L'impôt sur la fortune immobilière (IFI) est un sujet qui soulève de nombreuses questions et préoccupations. Bien que les montants collectés par l'État aient augmenté de 8% en 2025, les recettes de l'IFI restent marginales par rapport aux autres sources de revenus fiscaux. En effet, l'IFI ne représente que 0,5% des recettes fiscales totales de l'État, ce qui est bien inférieur à la TVA (35%) et à l'impôt sur le revenu (23%).
Personnellement, je trouve cela fascinant de voir comment l'IFI, bien qu'il concerne moins de foyers et rapporte moins que l'ancien impôt de solidarité sur la fortune (ISF), continue de croître. L'augmentation du nombre de foyers imposables à l'IFI, passé de 186 100 en 2024 à 193 600 en 2025, est un facteur important de cette croissance. Cependant, l'accroissement du patrimoine moyen par foyer, bien qu'il contribue également à la hausse des recettes, reste une composante marginale.

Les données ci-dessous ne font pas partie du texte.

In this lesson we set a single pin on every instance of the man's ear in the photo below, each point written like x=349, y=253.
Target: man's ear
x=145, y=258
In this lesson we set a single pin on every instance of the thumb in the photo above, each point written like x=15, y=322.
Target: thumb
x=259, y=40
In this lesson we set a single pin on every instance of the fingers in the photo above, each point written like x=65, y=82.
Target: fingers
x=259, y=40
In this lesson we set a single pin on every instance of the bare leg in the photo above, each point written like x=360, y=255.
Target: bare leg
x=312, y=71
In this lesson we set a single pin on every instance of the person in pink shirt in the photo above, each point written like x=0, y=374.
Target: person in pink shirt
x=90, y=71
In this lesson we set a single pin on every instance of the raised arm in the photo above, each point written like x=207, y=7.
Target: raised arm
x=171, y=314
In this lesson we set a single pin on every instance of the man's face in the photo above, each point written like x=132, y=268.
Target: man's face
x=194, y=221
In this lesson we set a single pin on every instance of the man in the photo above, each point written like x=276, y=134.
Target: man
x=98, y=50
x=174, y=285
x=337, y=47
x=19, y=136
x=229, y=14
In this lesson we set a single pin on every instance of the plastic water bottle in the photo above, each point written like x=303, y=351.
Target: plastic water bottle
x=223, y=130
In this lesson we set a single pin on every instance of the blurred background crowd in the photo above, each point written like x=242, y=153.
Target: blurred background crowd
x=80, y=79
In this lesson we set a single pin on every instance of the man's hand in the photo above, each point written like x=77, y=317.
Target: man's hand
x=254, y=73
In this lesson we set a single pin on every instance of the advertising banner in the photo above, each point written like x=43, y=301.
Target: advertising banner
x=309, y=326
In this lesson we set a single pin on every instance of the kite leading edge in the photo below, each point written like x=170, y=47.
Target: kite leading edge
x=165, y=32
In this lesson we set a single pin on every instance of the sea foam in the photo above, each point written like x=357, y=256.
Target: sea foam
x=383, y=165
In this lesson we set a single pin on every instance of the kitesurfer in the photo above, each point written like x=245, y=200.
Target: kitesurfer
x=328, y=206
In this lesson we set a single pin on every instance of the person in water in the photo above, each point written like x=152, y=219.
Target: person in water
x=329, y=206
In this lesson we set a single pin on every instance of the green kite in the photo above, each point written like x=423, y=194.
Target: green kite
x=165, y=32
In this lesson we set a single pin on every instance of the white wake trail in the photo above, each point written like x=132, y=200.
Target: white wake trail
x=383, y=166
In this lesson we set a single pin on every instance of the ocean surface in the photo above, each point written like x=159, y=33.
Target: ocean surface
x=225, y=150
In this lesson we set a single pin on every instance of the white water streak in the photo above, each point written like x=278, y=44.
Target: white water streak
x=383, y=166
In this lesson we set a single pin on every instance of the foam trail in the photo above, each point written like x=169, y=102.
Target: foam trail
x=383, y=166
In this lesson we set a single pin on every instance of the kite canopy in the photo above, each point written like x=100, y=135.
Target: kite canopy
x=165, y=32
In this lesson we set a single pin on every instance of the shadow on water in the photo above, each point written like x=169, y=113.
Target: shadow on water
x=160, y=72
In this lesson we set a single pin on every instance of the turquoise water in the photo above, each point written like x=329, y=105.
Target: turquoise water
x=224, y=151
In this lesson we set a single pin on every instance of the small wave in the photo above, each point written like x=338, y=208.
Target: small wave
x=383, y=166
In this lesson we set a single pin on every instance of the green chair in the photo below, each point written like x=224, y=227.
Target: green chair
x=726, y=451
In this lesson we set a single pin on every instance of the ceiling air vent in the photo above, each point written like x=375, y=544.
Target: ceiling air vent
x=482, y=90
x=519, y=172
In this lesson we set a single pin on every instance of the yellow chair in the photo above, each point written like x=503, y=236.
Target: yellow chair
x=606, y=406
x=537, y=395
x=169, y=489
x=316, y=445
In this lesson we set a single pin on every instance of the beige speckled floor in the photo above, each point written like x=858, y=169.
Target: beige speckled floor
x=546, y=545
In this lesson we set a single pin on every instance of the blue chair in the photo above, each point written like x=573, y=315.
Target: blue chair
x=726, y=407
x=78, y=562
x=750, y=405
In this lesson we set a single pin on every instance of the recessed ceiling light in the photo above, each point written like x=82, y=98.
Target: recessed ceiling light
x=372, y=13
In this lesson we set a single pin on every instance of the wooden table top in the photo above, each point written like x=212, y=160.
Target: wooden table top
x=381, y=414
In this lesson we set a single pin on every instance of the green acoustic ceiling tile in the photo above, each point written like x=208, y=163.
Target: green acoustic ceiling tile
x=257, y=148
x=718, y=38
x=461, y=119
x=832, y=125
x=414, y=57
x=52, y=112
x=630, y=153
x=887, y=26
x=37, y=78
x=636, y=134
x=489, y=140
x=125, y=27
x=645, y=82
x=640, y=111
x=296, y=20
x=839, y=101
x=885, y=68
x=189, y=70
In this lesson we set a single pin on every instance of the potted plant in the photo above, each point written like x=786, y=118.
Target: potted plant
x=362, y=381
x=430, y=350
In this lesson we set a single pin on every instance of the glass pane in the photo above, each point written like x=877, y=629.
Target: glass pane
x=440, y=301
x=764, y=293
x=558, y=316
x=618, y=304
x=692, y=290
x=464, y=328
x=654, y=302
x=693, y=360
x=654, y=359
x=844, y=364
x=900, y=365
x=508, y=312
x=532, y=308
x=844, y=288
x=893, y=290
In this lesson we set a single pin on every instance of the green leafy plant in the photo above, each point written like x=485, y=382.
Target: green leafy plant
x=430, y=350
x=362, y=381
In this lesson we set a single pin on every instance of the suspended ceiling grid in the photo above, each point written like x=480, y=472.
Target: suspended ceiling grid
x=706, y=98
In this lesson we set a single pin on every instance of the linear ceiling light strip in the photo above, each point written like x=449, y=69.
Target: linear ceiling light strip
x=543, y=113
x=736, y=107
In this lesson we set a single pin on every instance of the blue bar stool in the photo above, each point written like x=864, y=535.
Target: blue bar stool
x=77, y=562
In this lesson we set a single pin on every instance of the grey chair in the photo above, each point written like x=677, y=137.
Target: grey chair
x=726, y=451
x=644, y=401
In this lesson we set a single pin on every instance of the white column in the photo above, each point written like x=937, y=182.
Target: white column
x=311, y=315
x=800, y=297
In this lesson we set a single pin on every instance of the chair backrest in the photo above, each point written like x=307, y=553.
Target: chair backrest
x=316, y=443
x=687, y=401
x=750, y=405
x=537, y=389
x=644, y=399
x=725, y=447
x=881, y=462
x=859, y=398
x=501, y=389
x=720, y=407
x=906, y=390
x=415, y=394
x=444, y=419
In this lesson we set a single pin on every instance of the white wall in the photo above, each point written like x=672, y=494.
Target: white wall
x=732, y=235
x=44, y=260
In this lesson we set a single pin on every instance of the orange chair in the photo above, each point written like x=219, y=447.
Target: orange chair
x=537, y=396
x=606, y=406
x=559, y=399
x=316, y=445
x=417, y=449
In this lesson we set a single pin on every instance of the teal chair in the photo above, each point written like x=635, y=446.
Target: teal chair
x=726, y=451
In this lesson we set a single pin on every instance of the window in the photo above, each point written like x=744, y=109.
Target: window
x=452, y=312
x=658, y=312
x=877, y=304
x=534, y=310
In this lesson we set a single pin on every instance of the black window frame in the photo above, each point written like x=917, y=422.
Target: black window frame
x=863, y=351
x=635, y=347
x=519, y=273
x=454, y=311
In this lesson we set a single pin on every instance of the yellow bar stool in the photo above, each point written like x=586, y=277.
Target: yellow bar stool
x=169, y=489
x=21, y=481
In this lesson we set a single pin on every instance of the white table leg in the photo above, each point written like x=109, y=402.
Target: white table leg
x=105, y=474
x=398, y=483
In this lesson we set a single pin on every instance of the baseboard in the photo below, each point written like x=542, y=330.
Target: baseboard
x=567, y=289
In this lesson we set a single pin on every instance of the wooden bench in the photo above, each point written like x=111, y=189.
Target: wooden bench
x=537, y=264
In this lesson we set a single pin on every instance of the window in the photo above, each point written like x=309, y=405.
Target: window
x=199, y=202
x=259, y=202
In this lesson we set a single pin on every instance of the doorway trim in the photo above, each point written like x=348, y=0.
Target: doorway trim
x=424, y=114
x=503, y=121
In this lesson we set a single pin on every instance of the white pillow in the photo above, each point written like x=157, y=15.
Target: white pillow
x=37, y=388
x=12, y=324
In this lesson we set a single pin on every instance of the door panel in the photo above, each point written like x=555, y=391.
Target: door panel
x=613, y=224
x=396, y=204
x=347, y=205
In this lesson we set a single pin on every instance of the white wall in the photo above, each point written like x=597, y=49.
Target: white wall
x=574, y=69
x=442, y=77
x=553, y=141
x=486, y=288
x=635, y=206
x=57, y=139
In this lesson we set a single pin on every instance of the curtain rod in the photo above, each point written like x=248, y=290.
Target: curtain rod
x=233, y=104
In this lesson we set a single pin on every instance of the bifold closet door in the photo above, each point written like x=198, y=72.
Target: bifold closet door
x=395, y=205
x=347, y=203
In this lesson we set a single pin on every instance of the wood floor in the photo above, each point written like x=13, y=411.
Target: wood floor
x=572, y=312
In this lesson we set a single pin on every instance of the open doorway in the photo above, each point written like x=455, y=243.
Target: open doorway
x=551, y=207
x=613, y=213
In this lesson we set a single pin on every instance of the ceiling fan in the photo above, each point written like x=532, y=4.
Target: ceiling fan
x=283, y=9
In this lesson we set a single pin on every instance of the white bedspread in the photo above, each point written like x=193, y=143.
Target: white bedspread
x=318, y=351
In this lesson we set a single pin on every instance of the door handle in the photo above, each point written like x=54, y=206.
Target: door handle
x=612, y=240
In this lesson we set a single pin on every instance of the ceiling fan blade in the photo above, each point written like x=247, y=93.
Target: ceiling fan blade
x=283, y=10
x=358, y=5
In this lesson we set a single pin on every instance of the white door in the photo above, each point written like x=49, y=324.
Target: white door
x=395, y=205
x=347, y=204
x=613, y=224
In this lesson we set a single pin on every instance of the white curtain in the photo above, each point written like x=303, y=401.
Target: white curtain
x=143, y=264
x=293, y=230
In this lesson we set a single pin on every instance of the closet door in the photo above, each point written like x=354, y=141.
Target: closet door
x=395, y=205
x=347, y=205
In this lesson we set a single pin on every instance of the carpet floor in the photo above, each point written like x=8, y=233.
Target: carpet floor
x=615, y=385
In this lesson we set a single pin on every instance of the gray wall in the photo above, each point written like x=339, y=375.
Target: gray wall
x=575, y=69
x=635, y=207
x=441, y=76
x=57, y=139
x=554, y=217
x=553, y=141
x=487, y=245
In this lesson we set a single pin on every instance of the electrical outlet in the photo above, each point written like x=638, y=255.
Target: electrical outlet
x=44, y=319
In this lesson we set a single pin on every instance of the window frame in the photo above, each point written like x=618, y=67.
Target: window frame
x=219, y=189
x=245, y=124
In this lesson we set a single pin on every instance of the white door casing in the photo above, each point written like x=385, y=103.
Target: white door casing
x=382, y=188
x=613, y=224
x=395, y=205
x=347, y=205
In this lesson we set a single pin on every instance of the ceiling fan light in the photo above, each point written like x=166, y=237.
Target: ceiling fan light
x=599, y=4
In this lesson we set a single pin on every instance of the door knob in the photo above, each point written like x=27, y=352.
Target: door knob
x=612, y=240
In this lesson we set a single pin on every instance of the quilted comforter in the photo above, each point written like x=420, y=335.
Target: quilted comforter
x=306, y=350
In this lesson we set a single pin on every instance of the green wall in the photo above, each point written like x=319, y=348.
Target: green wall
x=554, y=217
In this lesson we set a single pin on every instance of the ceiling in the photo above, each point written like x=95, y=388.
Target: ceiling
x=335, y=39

Ce qui est intéressant, c'est de se demander pourquoi l'IFI continue de croître malgré sa nature marginale. Est-ce que les citoyens sont de plus en plus riches, ou est-ce que l'État cherche simplement à augmenter ses recettes fiscales ? En tout cas, il est clair que l'IFI reste un impôt important, même s'il est moins populaire que l'ISF.
Un détail qui me semble particulièrement intéressant est le fait que l'IFI ne représente que 0,5% des recettes fiscales totales de l'État. Cela soulève une question plus profonde : quels sont les autres facteurs qui contribuent aux recettes fiscales de l'État ? Est-ce que l'État devrait se concentrer davantage sur d'autres sources de revenus, ou est-ce que l'IFI devrait être augmenté pour compenser sa nature marginale ?
En conclusion, l'IFI reste un impôt important, même s'il est moins populaire que l'ISF. Bien que ses recettes restent marginales, il est fascinant de voir comment l'IFI continue de croître. Il est important de se poser des questions sur la nature de cet impôt et sur les autres facteurs qui contribuent aux recettes fiscales de l'État.